The country, being very large had a number of different dialects. Mandarin was developed so that while the spoken word might be different in different areas of the country the Mandarin text was identical regardless of where you were. It was a language of scholars and regular people never really learned it(they didn't need to). The spoken form wasn't used much by anyone who wasn't a courtier(though neither was the written form).
For example, Peking and Beijing are the same place, Peking is what they call(ed) it in the south, and Beijing is what they call it in the north, the written mandarin for both words is the same.
To a certain extent nearly all written languages were initially created because so very few people actually wrote in the early days that there wasn't really any sort of natural evolution for a lot of written languages.
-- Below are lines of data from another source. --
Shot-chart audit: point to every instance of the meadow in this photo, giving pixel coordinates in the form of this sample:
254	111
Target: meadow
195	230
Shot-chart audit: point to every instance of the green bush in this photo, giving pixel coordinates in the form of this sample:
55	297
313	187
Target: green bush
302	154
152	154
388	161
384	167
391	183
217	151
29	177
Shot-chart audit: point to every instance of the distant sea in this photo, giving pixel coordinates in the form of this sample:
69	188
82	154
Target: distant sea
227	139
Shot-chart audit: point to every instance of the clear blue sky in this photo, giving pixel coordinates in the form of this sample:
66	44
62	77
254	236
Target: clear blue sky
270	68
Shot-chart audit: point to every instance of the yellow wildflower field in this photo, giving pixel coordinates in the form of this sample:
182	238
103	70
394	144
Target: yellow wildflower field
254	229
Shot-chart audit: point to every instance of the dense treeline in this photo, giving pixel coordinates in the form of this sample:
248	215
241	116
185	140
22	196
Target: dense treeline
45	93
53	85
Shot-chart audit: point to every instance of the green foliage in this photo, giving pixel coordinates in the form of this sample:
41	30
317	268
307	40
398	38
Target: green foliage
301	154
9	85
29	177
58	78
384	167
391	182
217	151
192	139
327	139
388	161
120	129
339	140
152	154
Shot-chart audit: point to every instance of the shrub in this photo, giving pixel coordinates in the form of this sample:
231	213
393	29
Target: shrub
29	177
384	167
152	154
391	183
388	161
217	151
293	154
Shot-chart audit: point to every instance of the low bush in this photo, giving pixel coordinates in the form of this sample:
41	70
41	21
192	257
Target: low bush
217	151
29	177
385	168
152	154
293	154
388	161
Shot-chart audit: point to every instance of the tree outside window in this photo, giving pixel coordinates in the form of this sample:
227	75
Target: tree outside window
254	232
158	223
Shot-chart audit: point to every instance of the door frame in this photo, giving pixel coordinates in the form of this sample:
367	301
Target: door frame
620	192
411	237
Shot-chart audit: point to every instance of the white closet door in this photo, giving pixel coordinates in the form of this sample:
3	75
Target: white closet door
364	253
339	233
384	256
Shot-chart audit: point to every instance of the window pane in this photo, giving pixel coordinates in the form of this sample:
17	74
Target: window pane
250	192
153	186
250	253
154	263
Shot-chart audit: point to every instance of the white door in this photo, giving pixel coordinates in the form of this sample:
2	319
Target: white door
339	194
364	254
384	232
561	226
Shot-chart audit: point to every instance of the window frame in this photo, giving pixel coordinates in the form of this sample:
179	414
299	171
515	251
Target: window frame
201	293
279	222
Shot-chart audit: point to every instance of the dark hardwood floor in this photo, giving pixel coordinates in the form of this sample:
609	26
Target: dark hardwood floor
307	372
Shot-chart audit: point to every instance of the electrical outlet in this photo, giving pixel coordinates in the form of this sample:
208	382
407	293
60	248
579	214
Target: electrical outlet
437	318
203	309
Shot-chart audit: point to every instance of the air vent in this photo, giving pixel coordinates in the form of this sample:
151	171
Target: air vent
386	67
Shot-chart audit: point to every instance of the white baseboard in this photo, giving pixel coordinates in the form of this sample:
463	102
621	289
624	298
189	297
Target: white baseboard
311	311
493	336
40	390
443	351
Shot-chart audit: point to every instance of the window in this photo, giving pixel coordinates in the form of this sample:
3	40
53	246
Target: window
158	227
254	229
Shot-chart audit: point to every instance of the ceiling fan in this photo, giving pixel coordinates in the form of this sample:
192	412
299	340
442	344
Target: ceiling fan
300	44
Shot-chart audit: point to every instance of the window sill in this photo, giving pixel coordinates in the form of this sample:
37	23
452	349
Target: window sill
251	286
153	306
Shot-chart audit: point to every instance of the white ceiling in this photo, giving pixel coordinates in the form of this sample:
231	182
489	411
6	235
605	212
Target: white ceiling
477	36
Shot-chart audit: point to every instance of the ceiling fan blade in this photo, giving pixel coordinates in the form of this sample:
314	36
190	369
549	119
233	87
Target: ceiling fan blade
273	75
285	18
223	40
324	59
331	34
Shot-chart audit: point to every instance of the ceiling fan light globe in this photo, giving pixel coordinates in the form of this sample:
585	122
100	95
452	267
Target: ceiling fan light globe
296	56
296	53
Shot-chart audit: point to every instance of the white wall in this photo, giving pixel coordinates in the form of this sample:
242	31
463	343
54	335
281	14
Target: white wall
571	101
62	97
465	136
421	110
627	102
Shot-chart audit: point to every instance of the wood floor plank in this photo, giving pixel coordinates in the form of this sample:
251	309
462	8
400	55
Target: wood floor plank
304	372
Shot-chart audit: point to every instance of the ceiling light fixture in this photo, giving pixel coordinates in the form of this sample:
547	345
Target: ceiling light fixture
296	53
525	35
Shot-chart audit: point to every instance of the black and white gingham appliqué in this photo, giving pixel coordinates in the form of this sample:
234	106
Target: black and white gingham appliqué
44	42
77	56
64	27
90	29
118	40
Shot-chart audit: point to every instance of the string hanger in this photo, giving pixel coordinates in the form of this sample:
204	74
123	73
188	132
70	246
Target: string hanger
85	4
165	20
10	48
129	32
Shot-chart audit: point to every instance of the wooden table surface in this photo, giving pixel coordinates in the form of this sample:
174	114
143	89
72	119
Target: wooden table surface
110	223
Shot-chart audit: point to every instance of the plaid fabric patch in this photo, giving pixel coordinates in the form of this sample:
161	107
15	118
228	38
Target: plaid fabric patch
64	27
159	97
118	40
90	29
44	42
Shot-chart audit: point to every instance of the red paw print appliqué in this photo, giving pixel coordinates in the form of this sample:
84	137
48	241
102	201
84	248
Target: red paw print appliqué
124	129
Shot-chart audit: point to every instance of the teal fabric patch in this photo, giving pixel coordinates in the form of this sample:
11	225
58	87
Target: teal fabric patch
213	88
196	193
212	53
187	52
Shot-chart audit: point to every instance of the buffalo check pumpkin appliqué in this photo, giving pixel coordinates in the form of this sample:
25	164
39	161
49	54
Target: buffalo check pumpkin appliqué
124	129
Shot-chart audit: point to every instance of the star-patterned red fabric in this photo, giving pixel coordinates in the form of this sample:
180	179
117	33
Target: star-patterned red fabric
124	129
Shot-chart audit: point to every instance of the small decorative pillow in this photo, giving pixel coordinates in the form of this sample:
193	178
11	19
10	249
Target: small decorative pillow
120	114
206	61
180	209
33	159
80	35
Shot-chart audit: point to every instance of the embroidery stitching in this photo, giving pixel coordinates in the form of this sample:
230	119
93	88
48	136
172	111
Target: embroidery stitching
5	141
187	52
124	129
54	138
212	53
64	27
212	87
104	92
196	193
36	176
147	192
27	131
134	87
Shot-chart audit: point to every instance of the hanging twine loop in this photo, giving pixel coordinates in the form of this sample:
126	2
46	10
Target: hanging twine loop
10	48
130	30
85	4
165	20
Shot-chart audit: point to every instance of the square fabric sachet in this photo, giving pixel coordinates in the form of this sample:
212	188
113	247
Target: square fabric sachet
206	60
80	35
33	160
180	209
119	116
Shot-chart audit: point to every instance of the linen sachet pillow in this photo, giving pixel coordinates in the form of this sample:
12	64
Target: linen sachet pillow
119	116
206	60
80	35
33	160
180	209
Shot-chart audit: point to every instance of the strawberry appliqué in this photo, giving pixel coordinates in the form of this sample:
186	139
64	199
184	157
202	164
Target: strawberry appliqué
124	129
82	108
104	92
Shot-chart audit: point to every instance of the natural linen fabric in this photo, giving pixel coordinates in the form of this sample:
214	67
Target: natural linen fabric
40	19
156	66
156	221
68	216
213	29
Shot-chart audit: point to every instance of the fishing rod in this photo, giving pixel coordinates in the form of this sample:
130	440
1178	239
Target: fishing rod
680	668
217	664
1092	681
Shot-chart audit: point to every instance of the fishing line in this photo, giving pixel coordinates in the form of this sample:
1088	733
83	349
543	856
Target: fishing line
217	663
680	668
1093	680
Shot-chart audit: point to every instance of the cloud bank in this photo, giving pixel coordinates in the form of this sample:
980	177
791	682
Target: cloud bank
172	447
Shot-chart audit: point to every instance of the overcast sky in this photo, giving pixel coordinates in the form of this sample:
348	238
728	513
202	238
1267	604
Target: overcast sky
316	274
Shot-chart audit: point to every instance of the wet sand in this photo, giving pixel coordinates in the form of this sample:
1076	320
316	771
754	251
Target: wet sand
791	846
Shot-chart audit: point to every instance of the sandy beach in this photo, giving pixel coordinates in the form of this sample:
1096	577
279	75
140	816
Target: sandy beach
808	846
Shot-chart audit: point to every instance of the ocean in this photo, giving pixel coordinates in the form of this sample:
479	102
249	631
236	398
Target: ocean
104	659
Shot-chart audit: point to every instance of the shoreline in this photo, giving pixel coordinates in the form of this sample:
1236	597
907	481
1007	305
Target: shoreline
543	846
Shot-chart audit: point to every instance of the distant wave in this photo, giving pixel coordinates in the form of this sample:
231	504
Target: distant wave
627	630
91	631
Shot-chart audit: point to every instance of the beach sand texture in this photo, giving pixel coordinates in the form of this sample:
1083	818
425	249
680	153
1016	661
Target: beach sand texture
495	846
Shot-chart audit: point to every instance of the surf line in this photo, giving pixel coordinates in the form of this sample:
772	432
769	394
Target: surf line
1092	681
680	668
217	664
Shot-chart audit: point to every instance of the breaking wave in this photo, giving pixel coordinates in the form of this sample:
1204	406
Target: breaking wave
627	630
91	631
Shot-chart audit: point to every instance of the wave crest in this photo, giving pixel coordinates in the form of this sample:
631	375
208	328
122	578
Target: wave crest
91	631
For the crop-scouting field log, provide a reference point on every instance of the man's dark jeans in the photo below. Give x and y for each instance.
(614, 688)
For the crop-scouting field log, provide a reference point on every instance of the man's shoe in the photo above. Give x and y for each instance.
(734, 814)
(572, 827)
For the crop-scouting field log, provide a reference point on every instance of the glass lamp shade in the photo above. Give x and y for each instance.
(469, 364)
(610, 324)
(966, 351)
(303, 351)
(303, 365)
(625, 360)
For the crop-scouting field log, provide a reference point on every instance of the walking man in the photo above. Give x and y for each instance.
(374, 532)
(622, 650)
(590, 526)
For a more specific example, during the early years of the soviet union when the soviets were encouraging the development of their ethnic minorities(as opposed to kicking them off their land and putting them in work camps as they did a few years later. The Soviet government actually sent linguists out to some of the more nomadic of these groups to develop a written form of their language, which prior to this effort had never existed. That's not even counting resurrected languages which likely bear no significant resemblance to their previous forms, but which are spoken by real live people, or made up languages like Klingon that regular folks .
Languages are both created and naturally evolve, and written languages and spoken languages do not always begin at the same time, are not always used by the same people, and are sometimes rather arbitrary.